Pero aquí está la cosa con un rompecabezas. Todo rompecabezas tiene una tapa — una foto que te dice dónde van las piezas. Nadie vacía mil piezas y empieza a encajarlas sin mirar la foto primero. Y la tapa de toda la Biblia es una sola palabra: pacto. Una vez que ves esa foto, las piezas dejan de ser aleatorias. Empiezan a pertenecer a algo.
¿Qué es un pacto?
Entonces, ¿qué es un pacto? Un pacto es una relación vinculante establecida por una promesa. Va más hondo que un contrato. Un contrato dice: «Hago mi parte mientras tú hagas la tuya». Un pacto dice: «Te doy mi palabra. Me ato a ti». Uno es una transacción. El otro es un compromiso.
Piensa en los votos de una boda. Nadie se para al frente y dice: «Te voy a amar mientras tú cumplas tu parte». Dicen: «Te doy mi palabra». Y aquí está lo importante de un voto así: no lo cumples solo cuando tienes ganas. Lo cumples el martes cualquiera cuando los sentimientos no están, porque diste tu palabra. El compromiso importa más justamente cuando las circunstancias cambian — cuando está difícil, cuando estás cansado, cuando nadie te está viendo. Eso es un pacto.

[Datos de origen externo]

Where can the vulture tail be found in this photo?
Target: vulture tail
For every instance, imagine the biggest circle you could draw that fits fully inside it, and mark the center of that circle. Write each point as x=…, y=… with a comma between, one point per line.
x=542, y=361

Ahora, aquí está el problema con nuestras promesas: las rompemos. Las decimos en serio cuando las hacemos, y después pasa la vida y no las cumplimos. Dios no. Esa es toda la diferencia. La Biblia entera es la historia de un Dios que hace pactos y que cumple pactos — y cada promesa que hace se mueve calladamente hacia la misma Persona.
Una historia, un Salvador: de Adán a David
Míralo pasar. Una vez que sabes que el pacto es la tapa de la caja, puedes recorrer la trama y ver la misma foto formándose una y otra vez. Cinco movimientos, un Salvador.
Adán — necesitamos un hombre mejor
Empieza en un huerto. Adán rompe la fe con Dios, y todo se desenreda. Pero incluso en los escombros Dios hace una promesa — la primera pista de una descendencia que viene y que aplastará al enemigo (Génesis 3:15). Así que necesitamos un hombre mejor. Y Pablo dice que Jesús es exactamente eso — el mejor Adán, cuya obediencia hace justos a muchos (Romanos 5:19).
Noé — necesitamos rescate
Después viene el diluvio. El mundo se está ahogando en su propio pecado, y Dios rescata a una familia a través de las aguas. Necesitamos rescate. Ese barco gigante no es una historia suelta de escuela dominical — es una pieza de la foto. Jesús es nuestro Rescatador, el que nos lleva a salvo a través del juicio que no habríamos sobrevivido solos.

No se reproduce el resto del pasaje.